Low Byte & High Byte

Hello all

I had a question regarding a Low byte and high Byte to an INT.

Ex. say you have a binary 8 bit low byte representation of 10110111 which equates to 183 decimal value and then a high byte representation 10001111 which equates to 143 decimal, what is the theoretical way of "combining" the low byte and high byte in "binary" then reading the value as one (word). I know in logix 5000 their are ways of combining these two, but that is not the method I'm looking for, I'm specifically looking for the method we learned in school how to equate this. I just can't remember how to do it. Thanks in advance

bit shift the high to the left 8 bits and then do an OR ??

@ peter that works, but do you have a more universal approach to doing this, because some processor don't have shift registers, i remember their was a way to multiply by 256 or something, i just don't remember.

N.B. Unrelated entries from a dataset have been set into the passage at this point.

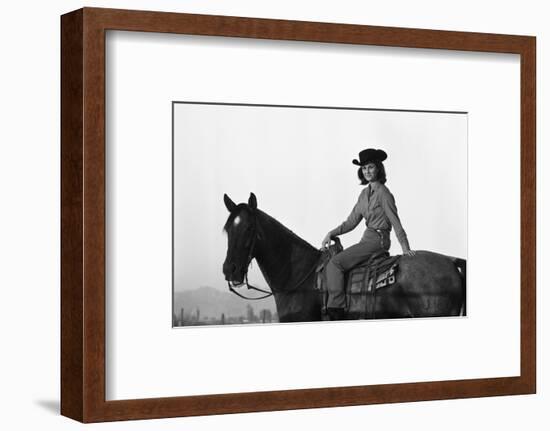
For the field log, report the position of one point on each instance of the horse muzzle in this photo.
(232, 275)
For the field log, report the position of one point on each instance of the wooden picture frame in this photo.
(83, 214)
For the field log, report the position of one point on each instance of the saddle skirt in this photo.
(361, 282)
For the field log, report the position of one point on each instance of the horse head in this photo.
(242, 233)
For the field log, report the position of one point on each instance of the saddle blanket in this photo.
(361, 282)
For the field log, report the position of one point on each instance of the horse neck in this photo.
(283, 257)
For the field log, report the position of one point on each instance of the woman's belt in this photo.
(379, 231)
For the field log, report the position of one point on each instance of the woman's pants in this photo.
(371, 242)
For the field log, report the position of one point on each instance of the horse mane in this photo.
(268, 221)
(276, 223)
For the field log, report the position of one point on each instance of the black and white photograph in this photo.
(313, 213)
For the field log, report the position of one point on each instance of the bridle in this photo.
(249, 261)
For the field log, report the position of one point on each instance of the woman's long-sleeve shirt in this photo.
(379, 212)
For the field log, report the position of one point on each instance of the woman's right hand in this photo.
(326, 241)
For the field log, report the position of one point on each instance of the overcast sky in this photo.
(298, 163)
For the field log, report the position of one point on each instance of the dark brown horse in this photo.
(427, 284)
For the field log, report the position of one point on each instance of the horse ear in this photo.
(252, 201)
(230, 205)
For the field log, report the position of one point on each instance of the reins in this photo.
(251, 287)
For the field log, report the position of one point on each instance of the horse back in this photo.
(426, 285)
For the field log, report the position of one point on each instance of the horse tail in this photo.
(461, 267)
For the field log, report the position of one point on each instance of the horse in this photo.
(427, 284)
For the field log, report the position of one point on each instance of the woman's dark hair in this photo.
(381, 177)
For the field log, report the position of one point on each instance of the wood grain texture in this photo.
(83, 214)
(72, 304)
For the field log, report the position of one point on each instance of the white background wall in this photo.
(29, 229)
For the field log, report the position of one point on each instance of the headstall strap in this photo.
(251, 287)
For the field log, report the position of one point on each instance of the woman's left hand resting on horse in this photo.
(326, 241)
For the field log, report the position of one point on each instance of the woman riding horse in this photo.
(377, 206)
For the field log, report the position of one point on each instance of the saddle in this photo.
(361, 282)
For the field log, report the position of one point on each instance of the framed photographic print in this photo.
(241, 195)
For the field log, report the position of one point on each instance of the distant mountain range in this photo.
(213, 302)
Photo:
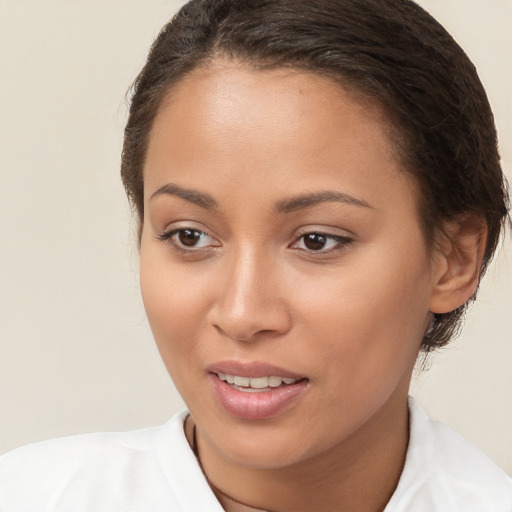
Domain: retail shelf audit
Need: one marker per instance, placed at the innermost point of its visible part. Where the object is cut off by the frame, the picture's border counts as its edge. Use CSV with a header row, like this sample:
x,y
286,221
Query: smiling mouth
x,y
256,384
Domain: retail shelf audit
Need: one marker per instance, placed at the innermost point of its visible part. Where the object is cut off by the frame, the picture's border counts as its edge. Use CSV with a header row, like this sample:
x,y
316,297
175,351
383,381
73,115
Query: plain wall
x,y
76,353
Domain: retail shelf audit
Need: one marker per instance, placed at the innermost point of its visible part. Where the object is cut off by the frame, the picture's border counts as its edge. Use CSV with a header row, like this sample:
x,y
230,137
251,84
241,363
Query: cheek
x,y
370,315
174,301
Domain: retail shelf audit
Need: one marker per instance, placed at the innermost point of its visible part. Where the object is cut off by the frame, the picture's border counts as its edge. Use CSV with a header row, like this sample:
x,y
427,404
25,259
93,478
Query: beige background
x,y
76,353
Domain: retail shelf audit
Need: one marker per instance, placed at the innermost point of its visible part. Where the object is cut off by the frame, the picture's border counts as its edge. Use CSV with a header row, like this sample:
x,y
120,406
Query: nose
x,y
250,303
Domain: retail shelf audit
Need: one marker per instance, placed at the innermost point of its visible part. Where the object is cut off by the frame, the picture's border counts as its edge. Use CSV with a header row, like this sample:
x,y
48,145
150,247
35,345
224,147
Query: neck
x,y
359,474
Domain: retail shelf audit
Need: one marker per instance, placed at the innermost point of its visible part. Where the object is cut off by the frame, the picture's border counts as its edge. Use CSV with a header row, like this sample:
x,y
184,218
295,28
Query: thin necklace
x,y
195,449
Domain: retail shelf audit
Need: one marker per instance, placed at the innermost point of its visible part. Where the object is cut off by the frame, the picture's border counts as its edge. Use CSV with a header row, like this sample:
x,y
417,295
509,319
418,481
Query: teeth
x,y
255,382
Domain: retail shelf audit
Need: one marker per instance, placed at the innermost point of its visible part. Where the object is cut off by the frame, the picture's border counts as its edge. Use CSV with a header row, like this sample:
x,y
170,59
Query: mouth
x,y
255,384
255,391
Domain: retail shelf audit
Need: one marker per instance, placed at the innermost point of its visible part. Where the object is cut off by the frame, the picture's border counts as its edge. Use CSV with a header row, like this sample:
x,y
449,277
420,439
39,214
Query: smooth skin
x,y
281,227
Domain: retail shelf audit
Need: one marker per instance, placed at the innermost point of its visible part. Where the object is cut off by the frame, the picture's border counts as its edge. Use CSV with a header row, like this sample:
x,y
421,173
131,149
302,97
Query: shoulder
x,y
443,471
72,469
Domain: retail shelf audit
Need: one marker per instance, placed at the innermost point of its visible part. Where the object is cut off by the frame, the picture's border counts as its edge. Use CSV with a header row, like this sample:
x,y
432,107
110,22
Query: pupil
x,y
315,241
189,238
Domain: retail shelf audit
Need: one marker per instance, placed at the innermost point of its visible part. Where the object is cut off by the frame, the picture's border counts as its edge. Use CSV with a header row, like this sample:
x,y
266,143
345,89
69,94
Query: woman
x,y
319,193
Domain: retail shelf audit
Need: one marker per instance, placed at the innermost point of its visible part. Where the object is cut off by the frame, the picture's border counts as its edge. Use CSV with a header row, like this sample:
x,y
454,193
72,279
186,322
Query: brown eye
x,y
189,237
315,241
322,243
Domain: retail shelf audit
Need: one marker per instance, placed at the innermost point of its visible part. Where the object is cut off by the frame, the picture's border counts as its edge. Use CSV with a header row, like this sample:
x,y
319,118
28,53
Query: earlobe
x,y
458,263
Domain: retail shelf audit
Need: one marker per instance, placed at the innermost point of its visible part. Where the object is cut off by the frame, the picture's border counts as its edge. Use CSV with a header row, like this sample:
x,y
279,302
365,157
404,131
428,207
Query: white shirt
x,y
154,470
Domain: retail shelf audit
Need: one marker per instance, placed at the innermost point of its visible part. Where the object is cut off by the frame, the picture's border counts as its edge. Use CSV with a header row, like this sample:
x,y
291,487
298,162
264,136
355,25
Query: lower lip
x,y
256,405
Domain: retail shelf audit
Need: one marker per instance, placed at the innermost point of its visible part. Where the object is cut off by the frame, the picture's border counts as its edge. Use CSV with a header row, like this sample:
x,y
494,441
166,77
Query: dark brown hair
x,y
391,51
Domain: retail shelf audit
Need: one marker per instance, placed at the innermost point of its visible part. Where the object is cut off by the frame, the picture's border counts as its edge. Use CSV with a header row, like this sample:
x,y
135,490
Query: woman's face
x,y
281,239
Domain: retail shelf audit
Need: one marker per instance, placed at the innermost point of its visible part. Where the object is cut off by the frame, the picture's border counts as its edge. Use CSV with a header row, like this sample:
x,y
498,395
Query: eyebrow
x,y
307,200
193,196
282,206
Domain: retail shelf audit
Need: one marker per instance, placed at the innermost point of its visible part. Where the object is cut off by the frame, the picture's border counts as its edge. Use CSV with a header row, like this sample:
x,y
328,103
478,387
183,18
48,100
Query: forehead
x,y
229,126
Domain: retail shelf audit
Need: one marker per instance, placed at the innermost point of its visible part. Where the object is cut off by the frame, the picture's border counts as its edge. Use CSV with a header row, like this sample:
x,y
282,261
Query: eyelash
x,y
342,242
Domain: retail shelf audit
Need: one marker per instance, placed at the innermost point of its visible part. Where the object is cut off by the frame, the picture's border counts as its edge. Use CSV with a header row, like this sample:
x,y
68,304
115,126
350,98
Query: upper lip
x,y
251,369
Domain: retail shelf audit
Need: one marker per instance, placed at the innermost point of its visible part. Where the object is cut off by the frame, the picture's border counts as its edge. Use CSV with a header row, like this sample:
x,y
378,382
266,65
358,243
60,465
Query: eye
x,y
321,242
188,239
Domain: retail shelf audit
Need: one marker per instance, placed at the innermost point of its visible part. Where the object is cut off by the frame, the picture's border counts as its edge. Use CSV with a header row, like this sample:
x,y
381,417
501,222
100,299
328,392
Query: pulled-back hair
x,y
389,51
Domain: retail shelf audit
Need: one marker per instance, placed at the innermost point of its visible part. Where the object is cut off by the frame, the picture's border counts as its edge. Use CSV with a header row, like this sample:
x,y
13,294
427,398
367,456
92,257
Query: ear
x,y
458,262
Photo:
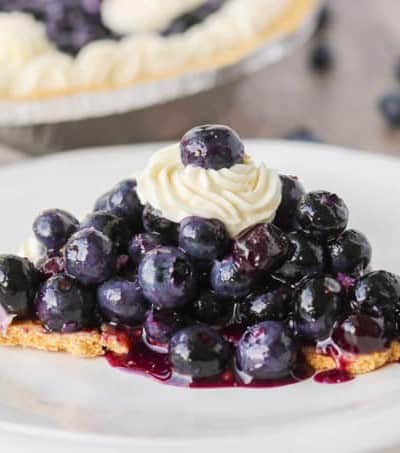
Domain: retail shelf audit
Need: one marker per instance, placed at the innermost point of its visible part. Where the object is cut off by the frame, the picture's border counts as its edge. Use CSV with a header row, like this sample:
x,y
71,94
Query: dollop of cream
x,y
126,16
240,197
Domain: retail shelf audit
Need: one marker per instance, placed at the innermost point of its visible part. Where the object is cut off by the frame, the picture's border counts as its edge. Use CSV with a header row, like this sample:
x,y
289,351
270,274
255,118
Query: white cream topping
x,y
30,63
128,16
240,197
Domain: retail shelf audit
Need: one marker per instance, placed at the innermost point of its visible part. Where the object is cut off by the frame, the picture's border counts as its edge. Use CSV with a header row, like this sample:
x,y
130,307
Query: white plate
x,y
52,402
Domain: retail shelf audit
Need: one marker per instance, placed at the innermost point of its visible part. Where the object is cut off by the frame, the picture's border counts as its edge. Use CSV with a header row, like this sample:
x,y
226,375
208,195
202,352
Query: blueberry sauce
x,y
145,361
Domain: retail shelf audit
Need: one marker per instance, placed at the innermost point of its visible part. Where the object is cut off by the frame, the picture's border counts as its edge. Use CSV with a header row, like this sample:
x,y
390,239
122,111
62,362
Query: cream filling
x,y
240,197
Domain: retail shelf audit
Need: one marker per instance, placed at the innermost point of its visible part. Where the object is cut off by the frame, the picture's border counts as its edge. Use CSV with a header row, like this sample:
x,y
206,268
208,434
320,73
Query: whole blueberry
x,y
53,228
269,305
377,294
266,351
203,239
306,258
199,352
167,277
161,325
141,244
317,306
212,147
90,257
122,201
292,193
361,334
389,106
155,224
261,248
229,280
63,305
350,253
122,301
116,228
18,284
208,308
322,214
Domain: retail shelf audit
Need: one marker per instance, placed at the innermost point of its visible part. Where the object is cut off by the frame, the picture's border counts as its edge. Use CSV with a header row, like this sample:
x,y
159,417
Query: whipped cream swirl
x,y
240,196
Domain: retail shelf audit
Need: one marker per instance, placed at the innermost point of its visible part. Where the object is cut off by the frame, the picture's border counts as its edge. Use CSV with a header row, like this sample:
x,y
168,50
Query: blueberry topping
x,y
306,258
389,106
266,351
292,193
377,294
212,147
203,239
167,277
229,280
361,334
263,247
53,228
322,58
270,305
122,301
63,305
350,253
154,223
199,352
18,284
141,244
116,228
161,325
322,214
317,306
90,257
208,308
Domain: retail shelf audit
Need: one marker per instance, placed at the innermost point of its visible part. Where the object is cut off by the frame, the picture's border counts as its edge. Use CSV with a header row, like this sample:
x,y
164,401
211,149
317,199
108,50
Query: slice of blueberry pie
x,y
207,270
59,47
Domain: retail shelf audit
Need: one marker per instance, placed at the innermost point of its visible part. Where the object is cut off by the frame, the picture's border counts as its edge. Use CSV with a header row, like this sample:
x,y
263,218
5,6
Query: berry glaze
x,y
143,360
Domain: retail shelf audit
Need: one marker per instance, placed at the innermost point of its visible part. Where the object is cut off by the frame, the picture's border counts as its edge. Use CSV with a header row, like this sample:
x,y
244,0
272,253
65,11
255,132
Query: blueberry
x,y
199,352
292,193
377,294
203,239
154,223
63,305
268,305
122,301
115,228
322,58
322,214
167,278
122,201
141,244
261,248
361,334
18,284
350,253
389,106
212,147
229,280
317,306
90,257
306,258
266,351
208,308
161,325
53,228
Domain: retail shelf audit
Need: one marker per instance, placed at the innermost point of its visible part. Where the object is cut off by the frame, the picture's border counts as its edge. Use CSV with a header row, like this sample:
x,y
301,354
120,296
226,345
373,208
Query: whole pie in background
x,y
59,47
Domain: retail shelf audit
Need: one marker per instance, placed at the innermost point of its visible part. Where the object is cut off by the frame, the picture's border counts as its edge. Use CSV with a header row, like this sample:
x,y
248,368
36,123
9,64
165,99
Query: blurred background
x,y
339,87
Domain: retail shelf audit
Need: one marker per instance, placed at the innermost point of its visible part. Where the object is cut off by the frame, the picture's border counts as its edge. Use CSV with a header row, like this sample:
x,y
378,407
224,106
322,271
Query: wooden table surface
x,y
340,107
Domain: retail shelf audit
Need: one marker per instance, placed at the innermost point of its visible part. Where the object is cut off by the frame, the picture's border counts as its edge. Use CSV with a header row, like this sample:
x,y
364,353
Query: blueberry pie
x,y
207,270
59,47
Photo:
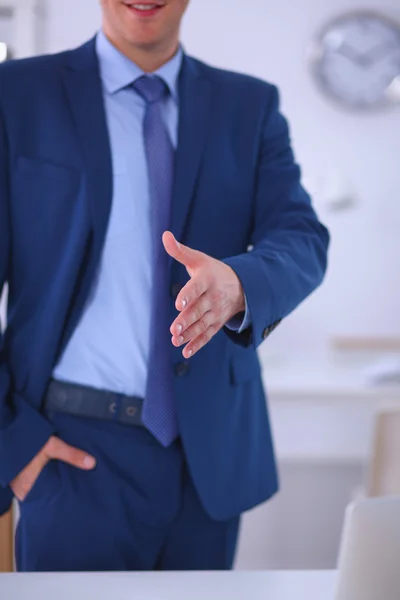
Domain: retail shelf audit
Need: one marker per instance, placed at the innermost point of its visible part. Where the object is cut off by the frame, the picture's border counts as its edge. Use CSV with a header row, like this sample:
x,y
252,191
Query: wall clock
x,y
356,60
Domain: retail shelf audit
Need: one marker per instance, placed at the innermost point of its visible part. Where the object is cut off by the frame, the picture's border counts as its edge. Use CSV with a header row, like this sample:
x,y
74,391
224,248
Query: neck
x,y
149,59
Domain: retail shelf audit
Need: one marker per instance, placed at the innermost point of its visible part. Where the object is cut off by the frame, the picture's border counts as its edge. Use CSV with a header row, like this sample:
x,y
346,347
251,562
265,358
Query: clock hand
x,y
351,54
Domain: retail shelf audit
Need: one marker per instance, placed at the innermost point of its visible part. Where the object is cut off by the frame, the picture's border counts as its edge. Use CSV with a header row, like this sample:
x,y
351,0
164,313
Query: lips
x,y
145,9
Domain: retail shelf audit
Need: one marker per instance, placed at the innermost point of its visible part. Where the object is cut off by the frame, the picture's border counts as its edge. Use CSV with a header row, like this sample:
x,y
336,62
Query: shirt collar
x,y
118,72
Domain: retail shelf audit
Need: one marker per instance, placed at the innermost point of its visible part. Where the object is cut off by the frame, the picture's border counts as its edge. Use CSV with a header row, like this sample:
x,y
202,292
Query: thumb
x,y
59,450
183,254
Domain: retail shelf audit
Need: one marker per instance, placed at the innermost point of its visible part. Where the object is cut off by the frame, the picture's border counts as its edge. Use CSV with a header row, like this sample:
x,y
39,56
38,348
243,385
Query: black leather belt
x,y
88,402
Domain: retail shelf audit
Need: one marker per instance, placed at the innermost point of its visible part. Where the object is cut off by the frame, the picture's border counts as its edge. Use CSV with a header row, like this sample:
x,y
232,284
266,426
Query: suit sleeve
x,y
23,430
290,246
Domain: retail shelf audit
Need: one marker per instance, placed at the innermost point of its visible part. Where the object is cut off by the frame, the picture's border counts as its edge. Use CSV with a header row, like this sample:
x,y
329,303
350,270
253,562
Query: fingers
x,y
186,256
191,293
59,450
24,482
200,341
200,327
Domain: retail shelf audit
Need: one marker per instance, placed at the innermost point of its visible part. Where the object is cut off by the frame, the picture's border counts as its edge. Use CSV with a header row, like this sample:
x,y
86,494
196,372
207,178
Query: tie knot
x,y
151,88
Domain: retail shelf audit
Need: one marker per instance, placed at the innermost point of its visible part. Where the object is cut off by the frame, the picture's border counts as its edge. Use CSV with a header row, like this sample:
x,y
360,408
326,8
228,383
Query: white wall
x,y
270,40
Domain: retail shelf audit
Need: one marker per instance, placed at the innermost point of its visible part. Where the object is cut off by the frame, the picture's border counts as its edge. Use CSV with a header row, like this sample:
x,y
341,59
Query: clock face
x,y
356,61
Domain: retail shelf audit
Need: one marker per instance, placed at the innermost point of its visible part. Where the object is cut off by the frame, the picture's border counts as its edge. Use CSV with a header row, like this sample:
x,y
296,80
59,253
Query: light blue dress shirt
x,y
109,349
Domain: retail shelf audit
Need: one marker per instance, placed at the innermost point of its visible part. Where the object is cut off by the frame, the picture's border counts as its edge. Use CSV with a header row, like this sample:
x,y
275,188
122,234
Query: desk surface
x,y
238,585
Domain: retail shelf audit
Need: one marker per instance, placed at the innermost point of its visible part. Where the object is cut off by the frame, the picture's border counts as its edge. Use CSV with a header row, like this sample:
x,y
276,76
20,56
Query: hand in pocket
x,y
55,449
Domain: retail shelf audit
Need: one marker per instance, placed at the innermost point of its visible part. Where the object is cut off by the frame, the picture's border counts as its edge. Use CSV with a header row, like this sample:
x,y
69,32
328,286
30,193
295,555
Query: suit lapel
x,y
84,91
83,88
194,94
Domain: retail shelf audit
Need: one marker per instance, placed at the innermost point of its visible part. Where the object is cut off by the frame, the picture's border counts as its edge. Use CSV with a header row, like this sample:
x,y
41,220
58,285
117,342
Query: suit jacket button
x,y
175,289
182,369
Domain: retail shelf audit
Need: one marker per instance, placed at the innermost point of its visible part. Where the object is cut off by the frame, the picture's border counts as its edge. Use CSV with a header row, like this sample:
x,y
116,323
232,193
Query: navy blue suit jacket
x,y
237,186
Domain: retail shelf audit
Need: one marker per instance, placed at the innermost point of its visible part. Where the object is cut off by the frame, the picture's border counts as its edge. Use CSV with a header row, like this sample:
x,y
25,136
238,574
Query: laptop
x,y
369,556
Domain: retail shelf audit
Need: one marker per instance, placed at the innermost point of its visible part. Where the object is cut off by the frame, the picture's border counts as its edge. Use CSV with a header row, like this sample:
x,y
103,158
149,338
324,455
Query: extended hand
x,y
54,449
208,301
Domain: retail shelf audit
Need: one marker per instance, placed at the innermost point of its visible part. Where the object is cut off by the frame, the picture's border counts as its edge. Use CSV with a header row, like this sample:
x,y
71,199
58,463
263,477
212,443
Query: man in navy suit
x,y
133,423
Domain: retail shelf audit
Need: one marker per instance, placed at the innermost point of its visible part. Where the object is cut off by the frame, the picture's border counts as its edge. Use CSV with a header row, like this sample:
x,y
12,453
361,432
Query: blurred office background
x,y
334,365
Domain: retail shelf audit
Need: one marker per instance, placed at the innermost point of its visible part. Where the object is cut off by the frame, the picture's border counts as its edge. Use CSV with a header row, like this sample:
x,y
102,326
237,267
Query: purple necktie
x,y
159,409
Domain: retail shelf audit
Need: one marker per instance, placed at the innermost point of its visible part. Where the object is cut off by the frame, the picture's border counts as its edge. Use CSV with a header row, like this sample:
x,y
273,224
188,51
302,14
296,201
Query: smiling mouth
x,y
145,9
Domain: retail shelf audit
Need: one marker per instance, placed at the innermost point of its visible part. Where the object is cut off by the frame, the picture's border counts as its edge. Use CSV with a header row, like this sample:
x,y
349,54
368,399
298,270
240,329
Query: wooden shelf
x,y
6,543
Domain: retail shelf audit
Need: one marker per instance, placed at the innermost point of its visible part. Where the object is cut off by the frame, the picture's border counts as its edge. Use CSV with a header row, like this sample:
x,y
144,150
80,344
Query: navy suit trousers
x,y
137,510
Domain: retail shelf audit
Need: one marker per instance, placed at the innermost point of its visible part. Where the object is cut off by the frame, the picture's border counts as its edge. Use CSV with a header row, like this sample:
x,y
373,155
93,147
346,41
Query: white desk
x,y
237,585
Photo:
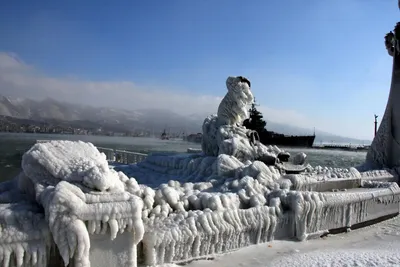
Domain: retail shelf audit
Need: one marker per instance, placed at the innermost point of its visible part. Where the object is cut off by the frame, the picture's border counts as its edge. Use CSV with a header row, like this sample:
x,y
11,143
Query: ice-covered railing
x,y
69,204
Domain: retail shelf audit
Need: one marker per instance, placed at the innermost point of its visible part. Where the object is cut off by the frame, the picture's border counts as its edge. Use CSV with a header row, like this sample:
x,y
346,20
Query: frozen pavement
x,y
377,245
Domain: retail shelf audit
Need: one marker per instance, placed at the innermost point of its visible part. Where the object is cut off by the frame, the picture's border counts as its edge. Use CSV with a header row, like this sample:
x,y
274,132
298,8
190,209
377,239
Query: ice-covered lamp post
x,y
385,148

You shift bits left by multiplying by 2ⁿ where n is the number of bits you want to shift. An 8 bit shift is 256.

With a CPT statement it is

CPT DestinationTag (HigByteTag*256)+LowByteTag

@ TConnolly thanks, that was the approach i was looking for, followed with that you included a "+" operator in your CPT instructin. So my question follows is that an addition of the resultant binary numbers or an "OR" of the binary numbers to get the low and high byte as a word? Unless we are taking the low and high bytes as decimals?? please explain.

In this case it doesn't matter if you OR or ADD. After the shift the lower 8 bits are all 0, so there are no bit carries.

@ Tconnolly thanks